Thoreau became a prolific writer
and essayist. He produced books on local history and became an increasingly
skilled naturalist. His later books on nature helped inspire the ecology movement more than a century
later. He also remained a defiant abolitionist and became one of the few
writers who publicly came to the defense of John Brown after the failed raid at Harper’s Ferry.
Louisa May Alcott lived next door to Emerson as a young girl and knew Thoreau well. She thought his neck whiskers repelled women.
He never married,
although he claimed to be an admirer of women. Louisa May Alcott believed his lopsided
features and the scraggly neck beard
he wore in his Walden period repelled women who might otherwise have
been interested. Modern biographers
refer to him as largely asexual.
He suffered from Consumption—Tuberculosis—from at least 1836, which left him in fragile
health despite his frequent extended tramps in the woods and fields. He contracted bronchitis while trying to count
tree rings of recently felled old
growth trees in a cold rainstorm in 1859 and never recovered his strength. He spent his last years bed ridden and
editing his final manuscripts.
He died at peace with himself on
May 6, 1862 at the age of 44. Bronson
Alcott arranged the funeral service where Ellery Channing read an original
elegy and Emerson, almost beside himself with grief, delivered the eulogy.

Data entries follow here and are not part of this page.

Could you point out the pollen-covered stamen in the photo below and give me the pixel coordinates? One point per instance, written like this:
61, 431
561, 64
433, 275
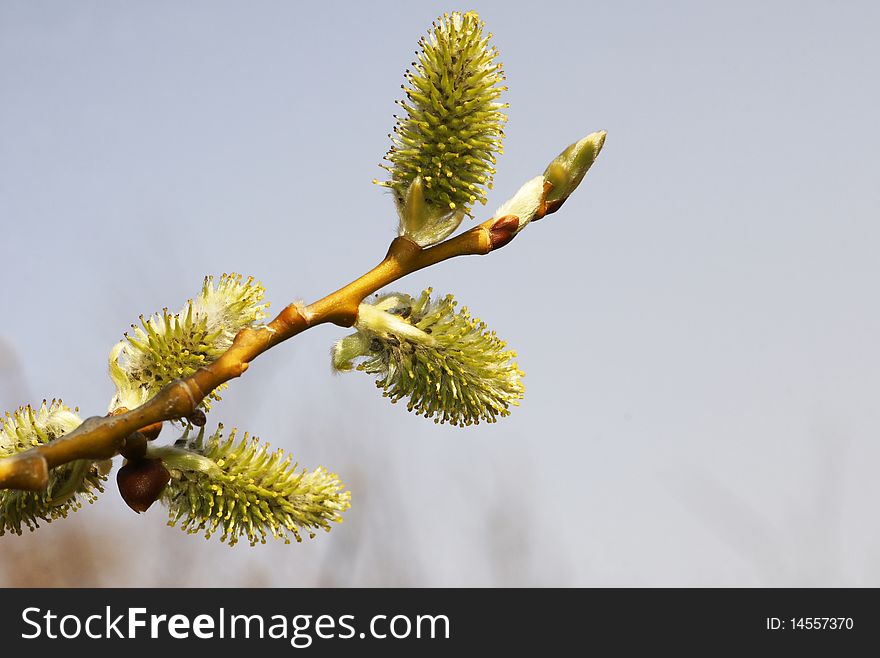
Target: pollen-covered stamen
451, 132
68, 485
243, 490
170, 346
462, 375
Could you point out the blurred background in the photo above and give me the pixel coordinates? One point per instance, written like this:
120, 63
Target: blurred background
698, 325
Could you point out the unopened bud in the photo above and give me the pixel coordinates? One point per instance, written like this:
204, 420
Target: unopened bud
524, 205
503, 231
423, 223
567, 171
141, 483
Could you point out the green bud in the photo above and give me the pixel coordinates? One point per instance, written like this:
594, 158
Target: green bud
69, 484
569, 168
448, 365
422, 223
452, 129
169, 346
241, 489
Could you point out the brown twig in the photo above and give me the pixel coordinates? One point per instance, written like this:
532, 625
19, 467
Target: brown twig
104, 437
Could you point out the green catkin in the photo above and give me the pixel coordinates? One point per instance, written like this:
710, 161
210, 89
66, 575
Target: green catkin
462, 375
451, 132
169, 346
244, 490
69, 484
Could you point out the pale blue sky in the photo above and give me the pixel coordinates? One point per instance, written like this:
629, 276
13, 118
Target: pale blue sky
698, 324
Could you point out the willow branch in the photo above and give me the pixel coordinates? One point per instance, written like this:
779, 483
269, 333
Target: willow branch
104, 437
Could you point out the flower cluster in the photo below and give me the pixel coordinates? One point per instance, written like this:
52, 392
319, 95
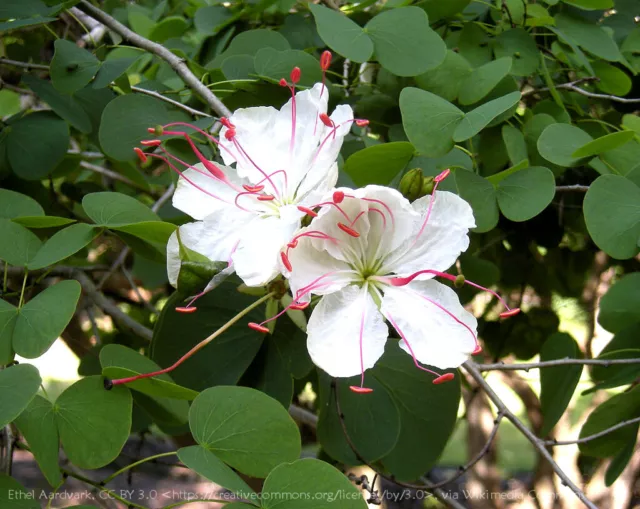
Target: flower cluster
370, 255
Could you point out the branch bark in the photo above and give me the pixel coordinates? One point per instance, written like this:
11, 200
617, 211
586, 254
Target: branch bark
176, 63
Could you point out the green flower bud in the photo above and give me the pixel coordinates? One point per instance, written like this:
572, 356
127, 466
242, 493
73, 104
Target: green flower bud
427, 186
411, 184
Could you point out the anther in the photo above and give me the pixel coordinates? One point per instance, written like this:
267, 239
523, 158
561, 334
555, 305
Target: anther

He was buried in a family plot
which was later moved to Concord’s Sleepy
Hollow Cemetery.
Critics were outraged by the 1967 U.S, postage stamp with they thought depicted Thoreau as a filthy hippy. The 2017 Forever stamp issued on the bicentennial of his birth made him look more distinguished.
Thoreau’s reputation grew
posthumously, especially after his journals and other private writings
were published in the late 19th Century. Walden became required reading
in many high school English classes
and influenced the emerging counter-culture of the 1960s.